I glanced at the two coins and ten-dollar bill. Then I chuckled. “You’re either optimistic as hell or resigned to a shit tip.” I shoved my ID back in my wallet.
“Resigned. You don’t strike me as a big tipper.”
“Maybe you should try harder, or at least even the odds.” I nodded toward the ten and half smiled. “Break that bill up.”
“I’ll take my chances.” No humor in his tone, he moved down the bar toward a couple dudes in suits.
I smelled her before I saw her.
“Bartender?”
Exotic like a tropical breeze, but not sweet, the spice of an expensive woman’s perfume settled around me.
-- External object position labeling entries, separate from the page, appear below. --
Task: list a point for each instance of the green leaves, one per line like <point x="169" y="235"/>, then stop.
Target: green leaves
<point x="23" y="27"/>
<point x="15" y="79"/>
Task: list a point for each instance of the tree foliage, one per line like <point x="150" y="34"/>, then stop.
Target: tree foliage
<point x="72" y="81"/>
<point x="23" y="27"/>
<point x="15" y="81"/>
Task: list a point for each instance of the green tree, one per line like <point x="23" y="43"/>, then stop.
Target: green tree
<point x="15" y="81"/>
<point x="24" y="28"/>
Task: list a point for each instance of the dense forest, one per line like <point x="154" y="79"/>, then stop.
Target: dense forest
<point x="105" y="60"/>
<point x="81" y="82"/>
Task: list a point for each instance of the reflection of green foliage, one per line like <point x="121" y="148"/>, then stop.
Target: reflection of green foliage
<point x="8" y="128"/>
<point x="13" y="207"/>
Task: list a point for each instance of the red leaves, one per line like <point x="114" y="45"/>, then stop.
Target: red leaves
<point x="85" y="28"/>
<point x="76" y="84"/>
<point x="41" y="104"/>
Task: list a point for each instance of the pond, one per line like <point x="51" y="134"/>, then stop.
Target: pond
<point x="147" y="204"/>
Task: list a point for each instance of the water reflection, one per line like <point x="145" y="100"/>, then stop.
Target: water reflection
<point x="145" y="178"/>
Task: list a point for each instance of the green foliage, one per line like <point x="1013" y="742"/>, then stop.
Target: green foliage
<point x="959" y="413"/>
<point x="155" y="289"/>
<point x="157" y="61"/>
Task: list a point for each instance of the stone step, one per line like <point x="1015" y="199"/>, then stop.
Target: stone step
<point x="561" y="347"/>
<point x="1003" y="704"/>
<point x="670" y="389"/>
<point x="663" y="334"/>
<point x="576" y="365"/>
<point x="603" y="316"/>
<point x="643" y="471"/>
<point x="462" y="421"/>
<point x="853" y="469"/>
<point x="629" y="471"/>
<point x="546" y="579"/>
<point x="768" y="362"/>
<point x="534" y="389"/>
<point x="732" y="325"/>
Mildly curious but not planning on doing a damn thing about it, I looked up from my Bud.
And fucking froze.
No.
Damn.
Way.
A hundred emotions washed over me, not the least of which was relief.
Fallon Amherst.
Standing right next to me.
I couldn’t help it, I grinned. “Hi.”
“Not interested,” she clipped in a voice made for sex as she avoided looking at me and held her hand up to the prick behind the bar who was busy ignoring her.
“Fair enough.” I whistled at the bartender.
When he glanced over, he looked pissed as hell, but he came toward us. “Like I said, resigned.” He took my ten. “Another painfully American beer coming right up.”
Unfazed, because it suddenly felt like my luck had gone from shit to level ten lottery, I was still smiling. “Not me, whatever the lady wants.” I pulled out my wallet and tossed another twenty on the bar.
Barely sparing me a glance, Fallon Amherst issued a demand in her sultry voice that’d been polished by years of good fortune. “White wine, preferably dry, and I will pay for my own drink, thank you.”